Although flowering plants rapidly came to prominence towards the end of the Cretaceous and have since become the most diverse plants, today’s conifers are not in any way anachronisms or primitive also-rans.  They still out-compete the flowering trees in cold areas and in dry areas. Conifers entirely dominate the boreal forests of Asia, Europe, and North America—arguably the largest continuous ecosystem on the planet except for the pelagic ocean.  They form entire strange ecosystems in the Araucaria moist forests of South America—which are relics of the great conifer forests of Antarctica (the southern continent was once a warmer happier place before tectonics and climate shift gradually dragged its inhabitants to frozen death).

Contemporary Araucaria Forest in South America (photo by Garth Lenz)
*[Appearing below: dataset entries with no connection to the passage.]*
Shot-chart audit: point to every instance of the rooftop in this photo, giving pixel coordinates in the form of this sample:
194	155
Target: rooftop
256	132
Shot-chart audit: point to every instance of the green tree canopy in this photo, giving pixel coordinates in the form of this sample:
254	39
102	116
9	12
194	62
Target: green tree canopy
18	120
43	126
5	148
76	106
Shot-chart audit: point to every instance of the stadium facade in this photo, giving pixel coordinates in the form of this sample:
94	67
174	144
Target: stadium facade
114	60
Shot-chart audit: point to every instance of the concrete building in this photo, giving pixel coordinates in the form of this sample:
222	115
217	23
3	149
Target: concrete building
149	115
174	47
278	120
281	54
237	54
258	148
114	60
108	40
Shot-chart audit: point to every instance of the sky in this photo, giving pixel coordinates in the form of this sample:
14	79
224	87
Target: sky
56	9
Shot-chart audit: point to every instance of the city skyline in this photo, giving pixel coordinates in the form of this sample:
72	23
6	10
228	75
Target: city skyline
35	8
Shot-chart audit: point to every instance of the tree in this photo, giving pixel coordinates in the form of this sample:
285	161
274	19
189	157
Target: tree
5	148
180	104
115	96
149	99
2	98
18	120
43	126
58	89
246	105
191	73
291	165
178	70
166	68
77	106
The largest trees—the sequoias and redwoods–are conifers.  The oldest trees—bristlecone pine trees and clonal Spruces–are conifers (excepting of course the clonal colonies).  Conifers are probably the most commercially important trees since they are fast-growing staples of the pulp and the timber industries. Timber companies sometimes buy up hardwood forests, clear cut the valuable native deciduous trees and plant fast growing pines in their place to harvest for pulp.  In fact all of the Christmas trees which are everywhere around New York come from a similar farming process.  The conifers are nearly everywhere—they have one of the greatest success stories in the history of life.  It is no wonder they are the symbol of life surviving through the winter to come back stronger.  They have done that time and time again through the darkest and driest winters of the eons.